Turnover in the fund came to 12.7% in 2025, up from 3.2% the year before.
The team sold out of Brown-Forman Corp Class A (NYSE:BF.A) and PepsiCo Inc (NASDAQ:PEP), whose snack businesses Smith views to be “directly in the crosshairs of the impact of reduced appetites from weight-loss drugs”, and initiated stakes in Zoetis Inc Class A (NYSE:ZTS), Essilorluxottica (EURONEXT:EL), Intuit Inc (NASDAQ:INTU) and Wolters Kluwer NV (EURONEXT:WKL).
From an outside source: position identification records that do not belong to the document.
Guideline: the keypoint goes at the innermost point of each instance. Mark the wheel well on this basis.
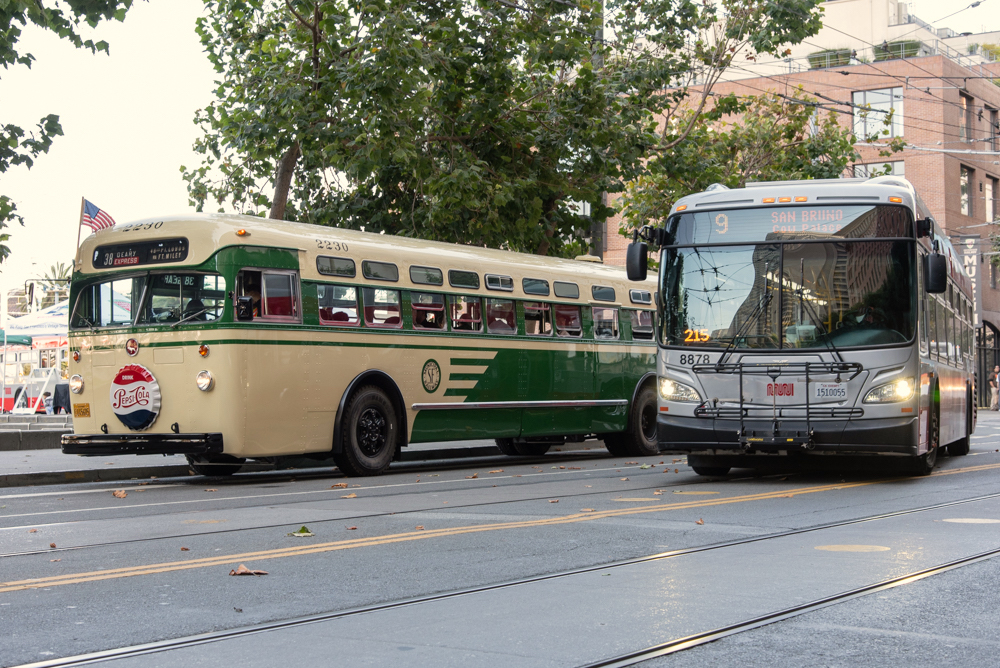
(383, 381)
(647, 379)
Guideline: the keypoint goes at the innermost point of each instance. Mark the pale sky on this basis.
(128, 123)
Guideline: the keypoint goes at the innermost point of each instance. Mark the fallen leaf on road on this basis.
(243, 570)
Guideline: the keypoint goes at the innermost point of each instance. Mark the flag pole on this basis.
(79, 229)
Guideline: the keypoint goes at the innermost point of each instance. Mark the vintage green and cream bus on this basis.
(226, 338)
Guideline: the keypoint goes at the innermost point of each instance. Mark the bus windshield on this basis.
(165, 299)
(789, 295)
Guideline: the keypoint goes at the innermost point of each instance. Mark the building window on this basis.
(994, 144)
(989, 201)
(871, 107)
(965, 120)
(964, 180)
(878, 169)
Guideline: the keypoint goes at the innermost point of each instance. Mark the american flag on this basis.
(95, 218)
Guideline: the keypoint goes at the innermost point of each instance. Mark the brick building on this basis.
(940, 86)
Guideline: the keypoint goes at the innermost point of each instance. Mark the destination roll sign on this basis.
(140, 252)
(790, 222)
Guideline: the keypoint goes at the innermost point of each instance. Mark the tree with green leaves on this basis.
(498, 123)
(20, 147)
(770, 137)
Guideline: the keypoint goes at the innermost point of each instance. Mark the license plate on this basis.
(831, 391)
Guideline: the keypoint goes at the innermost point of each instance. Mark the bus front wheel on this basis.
(215, 465)
(368, 434)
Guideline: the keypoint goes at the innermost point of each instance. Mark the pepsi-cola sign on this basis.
(135, 397)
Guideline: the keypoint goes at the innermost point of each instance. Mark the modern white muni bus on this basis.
(225, 338)
(815, 318)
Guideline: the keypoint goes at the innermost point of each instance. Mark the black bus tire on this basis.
(215, 465)
(707, 465)
(922, 465)
(369, 433)
(961, 447)
(639, 438)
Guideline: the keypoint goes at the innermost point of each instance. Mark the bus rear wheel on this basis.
(215, 465)
(639, 438)
(369, 433)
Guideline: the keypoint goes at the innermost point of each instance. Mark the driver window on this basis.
(274, 293)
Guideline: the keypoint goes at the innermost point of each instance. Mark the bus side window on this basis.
(500, 316)
(338, 305)
(382, 307)
(428, 310)
(568, 321)
(537, 320)
(466, 314)
(642, 325)
(605, 322)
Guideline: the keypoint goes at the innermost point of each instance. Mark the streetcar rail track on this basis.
(628, 659)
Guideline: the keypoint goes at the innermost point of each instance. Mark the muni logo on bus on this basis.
(781, 389)
(135, 397)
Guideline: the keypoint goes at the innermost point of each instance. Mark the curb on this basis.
(183, 470)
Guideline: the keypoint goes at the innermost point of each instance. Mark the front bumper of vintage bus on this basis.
(142, 444)
(716, 436)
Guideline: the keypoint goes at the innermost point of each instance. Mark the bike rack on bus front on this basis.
(776, 439)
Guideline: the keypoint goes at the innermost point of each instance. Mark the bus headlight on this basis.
(671, 390)
(204, 381)
(898, 390)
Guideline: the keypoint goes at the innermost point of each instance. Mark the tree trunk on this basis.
(283, 181)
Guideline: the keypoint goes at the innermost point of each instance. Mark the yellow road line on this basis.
(233, 559)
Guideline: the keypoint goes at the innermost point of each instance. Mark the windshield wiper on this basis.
(761, 307)
(193, 315)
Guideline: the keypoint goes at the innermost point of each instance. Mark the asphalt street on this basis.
(565, 560)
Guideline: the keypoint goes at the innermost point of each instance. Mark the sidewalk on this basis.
(51, 467)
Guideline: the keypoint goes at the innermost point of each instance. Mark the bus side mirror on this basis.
(924, 227)
(935, 273)
(635, 261)
(244, 308)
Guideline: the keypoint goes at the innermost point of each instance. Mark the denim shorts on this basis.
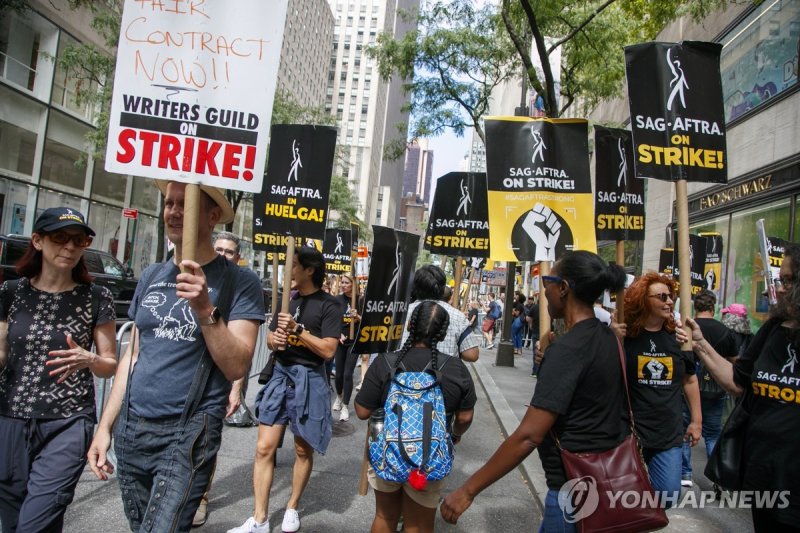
(163, 471)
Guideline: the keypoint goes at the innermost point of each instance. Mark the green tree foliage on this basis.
(461, 52)
(450, 65)
(592, 34)
(93, 68)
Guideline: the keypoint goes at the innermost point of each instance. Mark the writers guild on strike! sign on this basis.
(294, 200)
(677, 113)
(194, 83)
(459, 219)
(539, 188)
(619, 196)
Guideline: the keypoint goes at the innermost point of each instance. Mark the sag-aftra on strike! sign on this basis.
(193, 91)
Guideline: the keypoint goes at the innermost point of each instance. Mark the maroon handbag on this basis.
(620, 469)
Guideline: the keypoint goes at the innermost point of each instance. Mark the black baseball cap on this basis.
(56, 218)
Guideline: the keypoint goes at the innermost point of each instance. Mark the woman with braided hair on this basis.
(426, 328)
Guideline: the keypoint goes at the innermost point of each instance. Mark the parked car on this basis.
(104, 267)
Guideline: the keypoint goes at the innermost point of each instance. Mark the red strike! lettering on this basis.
(213, 158)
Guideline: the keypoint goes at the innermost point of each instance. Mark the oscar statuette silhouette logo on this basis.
(622, 177)
(296, 162)
(678, 82)
(398, 255)
(465, 201)
(538, 147)
(339, 243)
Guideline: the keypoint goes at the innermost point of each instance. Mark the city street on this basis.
(331, 502)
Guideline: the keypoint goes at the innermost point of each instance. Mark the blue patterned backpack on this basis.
(414, 445)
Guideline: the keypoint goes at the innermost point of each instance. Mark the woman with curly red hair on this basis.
(658, 372)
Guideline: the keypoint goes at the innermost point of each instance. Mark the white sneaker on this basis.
(251, 526)
(291, 521)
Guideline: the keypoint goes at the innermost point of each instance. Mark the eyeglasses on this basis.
(62, 237)
(784, 283)
(556, 279)
(225, 252)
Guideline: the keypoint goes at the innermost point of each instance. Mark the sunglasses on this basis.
(226, 253)
(62, 237)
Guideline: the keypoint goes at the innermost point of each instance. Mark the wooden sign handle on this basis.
(685, 290)
(287, 274)
(191, 216)
(621, 294)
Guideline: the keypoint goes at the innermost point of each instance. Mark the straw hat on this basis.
(216, 194)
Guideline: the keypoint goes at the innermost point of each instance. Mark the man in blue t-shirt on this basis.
(170, 411)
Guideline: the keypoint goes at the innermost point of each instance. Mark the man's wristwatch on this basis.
(212, 319)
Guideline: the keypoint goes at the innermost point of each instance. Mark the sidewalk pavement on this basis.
(510, 389)
(330, 503)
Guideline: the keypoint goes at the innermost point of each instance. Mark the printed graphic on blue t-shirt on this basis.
(171, 341)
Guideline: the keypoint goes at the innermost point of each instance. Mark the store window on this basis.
(144, 235)
(759, 57)
(66, 88)
(25, 41)
(108, 186)
(105, 220)
(745, 283)
(719, 225)
(21, 120)
(63, 164)
(14, 201)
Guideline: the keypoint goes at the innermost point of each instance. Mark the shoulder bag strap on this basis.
(96, 292)
(13, 286)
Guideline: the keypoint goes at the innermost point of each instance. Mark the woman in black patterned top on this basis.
(48, 321)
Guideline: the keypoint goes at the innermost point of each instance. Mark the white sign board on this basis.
(193, 90)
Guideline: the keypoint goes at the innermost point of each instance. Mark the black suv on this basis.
(104, 268)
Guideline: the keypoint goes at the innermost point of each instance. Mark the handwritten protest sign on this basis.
(193, 91)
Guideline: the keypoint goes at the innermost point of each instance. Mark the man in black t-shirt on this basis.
(297, 394)
(712, 395)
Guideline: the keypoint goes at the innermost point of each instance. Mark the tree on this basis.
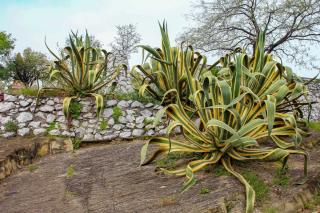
(27, 67)
(291, 26)
(93, 40)
(124, 43)
(6, 44)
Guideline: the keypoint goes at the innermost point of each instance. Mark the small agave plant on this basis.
(236, 108)
(81, 71)
(164, 71)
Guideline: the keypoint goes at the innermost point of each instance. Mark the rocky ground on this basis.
(106, 178)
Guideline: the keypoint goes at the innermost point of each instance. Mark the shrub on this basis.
(244, 102)
(116, 113)
(11, 126)
(82, 71)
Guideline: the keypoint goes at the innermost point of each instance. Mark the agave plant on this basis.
(236, 109)
(261, 79)
(82, 70)
(165, 71)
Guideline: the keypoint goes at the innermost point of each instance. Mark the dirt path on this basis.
(107, 179)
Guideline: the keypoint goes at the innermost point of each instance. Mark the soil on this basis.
(107, 178)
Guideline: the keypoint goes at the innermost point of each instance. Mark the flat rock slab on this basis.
(107, 179)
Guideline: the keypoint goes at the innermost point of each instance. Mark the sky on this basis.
(30, 21)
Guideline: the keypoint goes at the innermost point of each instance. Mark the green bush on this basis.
(104, 125)
(11, 126)
(75, 109)
(116, 113)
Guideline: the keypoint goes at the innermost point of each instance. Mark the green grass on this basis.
(314, 125)
(169, 161)
(270, 210)
(33, 92)
(135, 97)
(314, 203)
(32, 168)
(281, 178)
(148, 121)
(52, 126)
(76, 142)
(116, 113)
(204, 191)
(70, 171)
(219, 170)
(11, 126)
(257, 184)
(104, 125)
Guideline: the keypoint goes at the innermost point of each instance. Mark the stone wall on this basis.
(135, 120)
(314, 96)
(48, 118)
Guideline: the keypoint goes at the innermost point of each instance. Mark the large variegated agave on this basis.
(165, 71)
(81, 71)
(235, 109)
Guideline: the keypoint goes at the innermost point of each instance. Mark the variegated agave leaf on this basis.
(82, 70)
(235, 111)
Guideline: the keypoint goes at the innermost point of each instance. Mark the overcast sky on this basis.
(29, 21)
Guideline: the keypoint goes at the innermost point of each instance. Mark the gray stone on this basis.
(98, 137)
(139, 119)
(9, 98)
(9, 134)
(130, 112)
(137, 132)
(122, 120)
(118, 126)
(4, 120)
(50, 102)
(163, 132)
(146, 113)
(111, 103)
(24, 117)
(130, 125)
(56, 100)
(34, 124)
(54, 132)
(123, 104)
(24, 103)
(40, 131)
(140, 125)
(111, 122)
(150, 126)
(136, 104)
(40, 115)
(58, 107)
(88, 137)
(61, 119)
(46, 108)
(6, 106)
(75, 123)
(21, 125)
(150, 132)
(107, 113)
(149, 105)
(130, 118)
(125, 135)
(23, 131)
(88, 115)
(109, 137)
(50, 118)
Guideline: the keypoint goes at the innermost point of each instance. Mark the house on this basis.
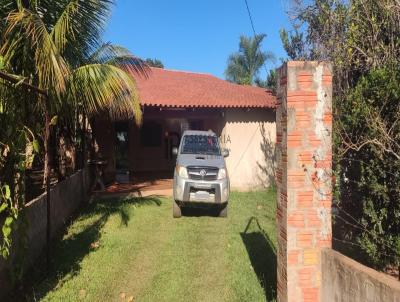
(173, 101)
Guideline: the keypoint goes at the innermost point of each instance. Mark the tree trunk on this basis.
(46, 179)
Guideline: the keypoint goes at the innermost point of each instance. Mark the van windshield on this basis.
(200, 144)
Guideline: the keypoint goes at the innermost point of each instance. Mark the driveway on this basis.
(131, 249)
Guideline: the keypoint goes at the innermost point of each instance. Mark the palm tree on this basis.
(244, 66)
(55, 46)
(69, 62)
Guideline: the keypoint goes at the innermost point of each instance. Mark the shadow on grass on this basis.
(199, 211)
(262, 254)
(68, 253)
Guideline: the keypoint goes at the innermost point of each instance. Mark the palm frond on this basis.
(120, 56)
(63, 30)
(101, 87)
(50, 66)
(76, 26)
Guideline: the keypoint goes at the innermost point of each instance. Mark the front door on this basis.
(122, 147)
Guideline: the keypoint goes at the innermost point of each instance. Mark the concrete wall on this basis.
(66, 198)
(345, 280)
(250, 137)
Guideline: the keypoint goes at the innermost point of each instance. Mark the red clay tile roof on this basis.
(169, 88)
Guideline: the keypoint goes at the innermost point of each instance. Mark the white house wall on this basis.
(250, 137)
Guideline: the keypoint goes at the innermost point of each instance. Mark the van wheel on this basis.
(176, 210)
(223, 211)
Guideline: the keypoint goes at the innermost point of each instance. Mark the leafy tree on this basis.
(244, 66)
(55, 47)
(294, 44)
(154, 63)
(270, 82)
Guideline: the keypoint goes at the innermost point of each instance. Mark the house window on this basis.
(196, 125)
(151, 134)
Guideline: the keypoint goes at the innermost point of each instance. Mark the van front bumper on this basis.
(201, 191)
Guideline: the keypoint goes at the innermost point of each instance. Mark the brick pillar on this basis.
(304, 157)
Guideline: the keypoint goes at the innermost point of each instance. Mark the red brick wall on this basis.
(304, 177)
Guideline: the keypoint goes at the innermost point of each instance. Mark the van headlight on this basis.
(181, 171)
(222, 173)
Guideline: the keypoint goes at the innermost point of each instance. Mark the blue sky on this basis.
(195, 35)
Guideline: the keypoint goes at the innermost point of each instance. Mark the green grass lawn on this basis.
(119, 249)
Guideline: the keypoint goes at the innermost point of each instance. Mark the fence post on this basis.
(304, 177)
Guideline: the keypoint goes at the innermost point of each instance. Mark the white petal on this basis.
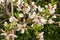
(22, 31)
(21, 15)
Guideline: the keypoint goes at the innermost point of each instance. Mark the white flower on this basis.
(32, 3)
(22, 28)
(40, 36)
(55, 6)
(54, 16)
(2, 0)
(12, 35)
(21, 15)
(3, 34)
(19, 1)
(22, 31)
(51, 11)
(40, 9)
(32, 15)
(46, 6)
(5, 23)
(50, 21)
(50, 6)
(12, 19)
(43, 21)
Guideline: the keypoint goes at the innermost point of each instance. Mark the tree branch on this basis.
(6, 9)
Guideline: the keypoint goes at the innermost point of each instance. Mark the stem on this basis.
(11, 7)
(5, 8)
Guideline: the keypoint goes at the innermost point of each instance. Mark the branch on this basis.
(5, 8)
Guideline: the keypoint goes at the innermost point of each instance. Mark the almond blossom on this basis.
(22, 27)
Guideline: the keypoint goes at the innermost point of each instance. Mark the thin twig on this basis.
(37, 1)
(11, 7)
(6, 9)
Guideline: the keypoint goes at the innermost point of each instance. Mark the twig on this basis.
(5, 8)
(37, 1)
(11, 7)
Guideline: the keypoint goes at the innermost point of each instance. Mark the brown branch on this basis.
(6, 9)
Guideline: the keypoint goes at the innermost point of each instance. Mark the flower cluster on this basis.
(28, 15)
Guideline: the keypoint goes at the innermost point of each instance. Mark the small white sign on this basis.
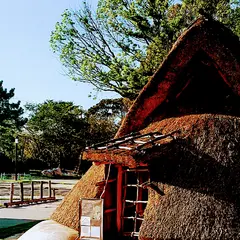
(95, 232)
(85, 221)
(85, 231)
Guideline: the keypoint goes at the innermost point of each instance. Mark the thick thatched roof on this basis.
(200, 177)
(67, 213)
(206, 47)
(183, 128)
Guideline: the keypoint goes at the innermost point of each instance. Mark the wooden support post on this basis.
(21, 191)
(119, 199)
(41, 189)
(32, 190)
(49, 189)
(11, 192)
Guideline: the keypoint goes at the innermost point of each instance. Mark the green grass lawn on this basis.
(20, 228)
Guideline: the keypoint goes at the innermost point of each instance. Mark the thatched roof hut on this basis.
(180, 143)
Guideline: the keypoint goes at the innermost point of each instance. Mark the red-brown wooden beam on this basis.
(119, 199)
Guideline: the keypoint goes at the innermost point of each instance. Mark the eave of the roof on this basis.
(208, 35)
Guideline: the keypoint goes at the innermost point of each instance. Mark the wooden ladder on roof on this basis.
(134, 200)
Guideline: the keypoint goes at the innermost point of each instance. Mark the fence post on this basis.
(21, 192)
(11, 192)
(41, 189)
(32, 190)
(49, 189)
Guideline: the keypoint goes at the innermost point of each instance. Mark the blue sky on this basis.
(26, 61)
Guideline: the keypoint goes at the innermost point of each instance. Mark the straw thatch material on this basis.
(207, 38)
(187, 126)
(200, 177)
(67, 212)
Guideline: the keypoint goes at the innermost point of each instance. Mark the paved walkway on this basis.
(33, 212)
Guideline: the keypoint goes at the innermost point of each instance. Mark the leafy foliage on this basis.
(11, 120)
(57, 132)
(122, 44)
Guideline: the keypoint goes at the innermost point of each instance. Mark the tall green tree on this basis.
(11, 120)
(57, 132)
(123, 43)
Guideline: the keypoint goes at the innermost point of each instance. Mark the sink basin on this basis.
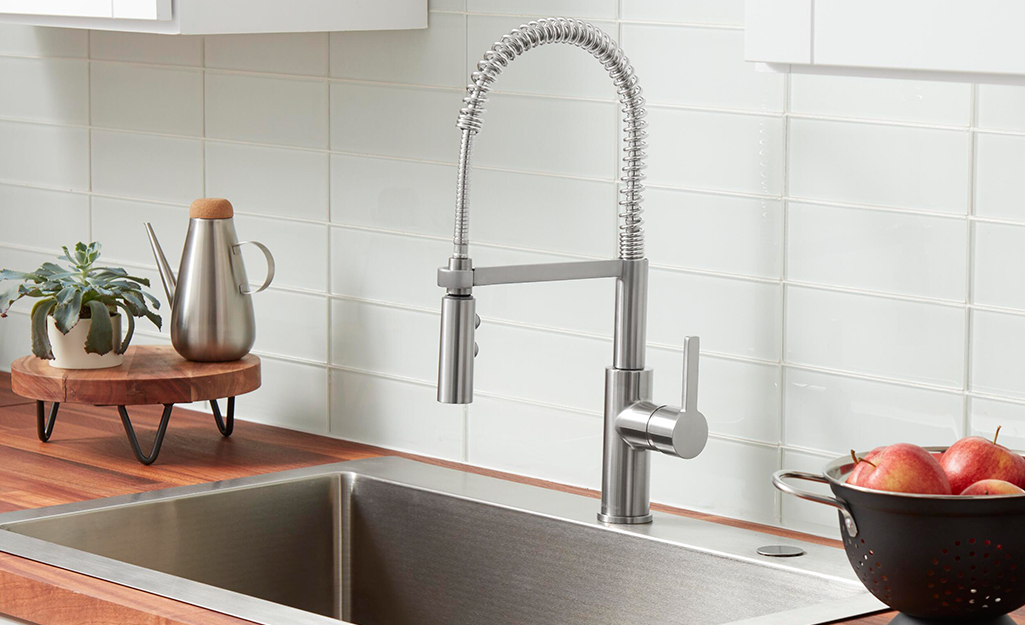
(393, 541)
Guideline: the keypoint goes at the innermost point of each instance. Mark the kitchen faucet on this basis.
(633, 424)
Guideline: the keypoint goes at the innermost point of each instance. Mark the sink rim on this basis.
(696, 535)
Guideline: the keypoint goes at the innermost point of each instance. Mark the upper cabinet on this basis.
(964, 40)
(218, 16)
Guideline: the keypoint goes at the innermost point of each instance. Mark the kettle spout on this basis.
(166, 276)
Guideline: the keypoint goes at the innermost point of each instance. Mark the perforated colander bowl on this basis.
(936, 556)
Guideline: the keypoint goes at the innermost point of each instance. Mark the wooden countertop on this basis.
(88, 458)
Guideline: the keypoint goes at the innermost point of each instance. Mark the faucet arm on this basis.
(458, 279)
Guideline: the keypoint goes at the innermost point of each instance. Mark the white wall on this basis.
(850, 251)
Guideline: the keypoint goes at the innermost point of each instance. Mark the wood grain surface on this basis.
(86, 459)
(150, 374)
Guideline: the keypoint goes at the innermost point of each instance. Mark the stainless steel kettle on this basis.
(211, 304)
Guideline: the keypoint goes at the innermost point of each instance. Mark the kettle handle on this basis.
(270, 266)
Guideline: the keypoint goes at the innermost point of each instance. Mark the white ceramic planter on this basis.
(69, 349)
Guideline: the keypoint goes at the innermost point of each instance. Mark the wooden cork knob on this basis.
(211, 208)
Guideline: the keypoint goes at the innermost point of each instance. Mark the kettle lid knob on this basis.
(211, 208)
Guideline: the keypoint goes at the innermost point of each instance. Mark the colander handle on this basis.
(778, 482)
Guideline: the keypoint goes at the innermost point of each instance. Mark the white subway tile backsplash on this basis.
(142, 97)
(999, 265)
(905, 100)
(723, 234)
(693, 11)
(700, 68)
(44, 89)
(148, 167)
(377, 411)
(877, 250)
(420, 122)
(265, 110)
(177, 50)
(835, 413)
(502, 434)
(921, 168)
(300, 53)
(419, 56)
(43, 41)
(715, 151)
(66, 216)
(1000, 108)
(275, 181)
(997, 341)
(48, 156)
(999, 159)
(878, 336)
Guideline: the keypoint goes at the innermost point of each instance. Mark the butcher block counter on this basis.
(90, 462)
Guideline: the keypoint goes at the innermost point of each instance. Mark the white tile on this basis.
(119, 225)
(697, 67)
(66, 217)
(578, 136)
(45, 89)
(376, 411)
(419, 123)
(734, 317)
(998, 265)
(1000, 107)
(692, 11)
(140, 97)
(269, 180)
(908, 100)
(43, 41)
(267, 110)
(302, 53)
(502, 435)
(50, 156)
(877, 250)
(299, 251)
(540, 8)
(402, 196)
(835, 414)
(715, 151)
(291, 396)
(420, 56)
(384, 339)
(729, 478)
(997, 340)
(738, 399)
(998, 161)
(147, 167)
(291, 325)
(920, 168)
(160, 49)
(549, 70)
(906, 340)
(387, 267)
(987, 415)
(722, 234)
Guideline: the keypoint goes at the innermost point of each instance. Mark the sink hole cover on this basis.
(780, 551)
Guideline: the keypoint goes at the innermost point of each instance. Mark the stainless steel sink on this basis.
(393, 541)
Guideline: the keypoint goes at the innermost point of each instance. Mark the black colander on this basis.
(930, 556)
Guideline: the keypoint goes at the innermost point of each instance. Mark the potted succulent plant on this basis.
(76, 324)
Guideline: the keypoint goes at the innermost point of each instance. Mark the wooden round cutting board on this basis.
(150, 374)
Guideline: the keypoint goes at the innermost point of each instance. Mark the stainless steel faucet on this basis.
(633, 424)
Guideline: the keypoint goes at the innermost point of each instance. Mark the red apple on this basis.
(992, 487)
(975, 458)
(904, 468)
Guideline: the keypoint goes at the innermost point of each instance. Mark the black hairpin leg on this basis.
(156, 442)
(226, 427)
(43, 426)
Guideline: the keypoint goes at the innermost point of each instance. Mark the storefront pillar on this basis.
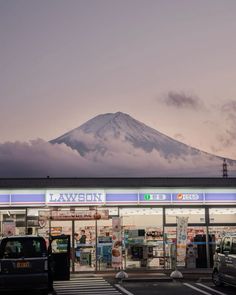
(73, 246)
(207, 237)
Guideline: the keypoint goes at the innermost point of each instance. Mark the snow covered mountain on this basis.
(123, 146)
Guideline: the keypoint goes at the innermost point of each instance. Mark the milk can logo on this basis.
(155, 197)
(188, 197)
(75, 197)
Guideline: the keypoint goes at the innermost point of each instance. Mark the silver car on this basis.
(24, 264)
(224, 269)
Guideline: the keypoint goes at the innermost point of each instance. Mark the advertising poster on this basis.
(9, 228)
(116, 243)
(181, 240)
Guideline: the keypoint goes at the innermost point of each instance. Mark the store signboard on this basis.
(73, 215)
(220, 198)
(151, 198)
(116, 243)
(75, 197)
(181, 240)
(27, 199)
(187, 197)
(93, 197)
(122, 198)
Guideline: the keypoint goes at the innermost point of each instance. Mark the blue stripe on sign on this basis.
(121, 198)
(4, 198)
(220, 197)
(31, 198)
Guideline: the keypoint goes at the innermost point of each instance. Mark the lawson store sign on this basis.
(93, 197)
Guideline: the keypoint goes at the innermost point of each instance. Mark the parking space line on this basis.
(209, 288)
(196, 289)
(123, 289)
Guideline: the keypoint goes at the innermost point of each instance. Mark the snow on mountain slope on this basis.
(127, 147)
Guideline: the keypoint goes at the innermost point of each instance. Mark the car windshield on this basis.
(23, 247)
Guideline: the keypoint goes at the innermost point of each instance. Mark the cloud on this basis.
(181, 100)
(228, 111)
(39, 158)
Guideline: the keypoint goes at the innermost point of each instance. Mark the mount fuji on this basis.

The team also received a holding in The Magnum Ice Cream Co NV (LSE:MICC), which was spun out of Unilever (LSE:ULVR).
Turning to a former top holding, Smith lamented the poor performance of Novo Nordisk AS Class B (XETRA:NOV), which has had a torrid run of performance in recent history, but suggested the shares now looked attractive.
“Novo Nordisk has appointed a new CEO and made wholesale board changes and the present rating (a price/earnings of 13) appears to us to be expecting very little,” he said.
“If we did not already own it, I suspect we would contemplate buying it as a good business which has been depressed by a ‘glitch’, albeit a rather large glitch.”